Many of the demonstrators at the recent protests, repeating Fox News talking points, focused their ire on urban America, claiming that communities in less densely populated states and regions were being made to suffer for the problems of big cities. This kind of rhetoric maps easily onto the growing political divides between rural and urban America—and beneath it, the racial demonization of black and brown denizens of cities. It is this sentiment that gives cover to Republican resistance to federal spending when couched in language like Mitch McConnell’s opposition to “blue state bailouts.”
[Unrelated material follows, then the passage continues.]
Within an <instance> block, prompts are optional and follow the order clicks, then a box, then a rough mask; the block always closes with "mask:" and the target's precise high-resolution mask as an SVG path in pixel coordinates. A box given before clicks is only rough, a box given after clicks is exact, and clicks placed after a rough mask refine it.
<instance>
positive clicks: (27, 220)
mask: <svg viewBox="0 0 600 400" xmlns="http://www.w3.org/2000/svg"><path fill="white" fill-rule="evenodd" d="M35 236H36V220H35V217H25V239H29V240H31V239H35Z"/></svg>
Within the Trump administration, the nationalist tide continues to rise. Two weeks ago, Attorney General William Barr told Laura Ingraham that he had “felt for a long time—as much as people talk about global warming—that the real threat to human beings is microbes and being able to control disease, and that starts with controlling your border,” he said. “So, I think people will be attuned to more protective measures.” Not long after, the Trump administration moved from the threat of foreign microbes to the threat of foreign workers by issuing an executive order suspending the issuance of new green cards. Meanwhile, Education Secretary Betsy DeVos set down policy guidelines to exempt undocumented students from Covid-19 relief aid.
Defenders of the current political order will continue to do whatever is necessary to protect wealth and privilege. They understand that to address the enormity of the economic crisis would upend the neoliberal consensus of this second Gilded Age, which has greatly enriched a few while systematically dismantling public goods, disempowering workers, and diminishing democratic rule. Their hope is that enough Americans go along with this resistance, even if it kills them.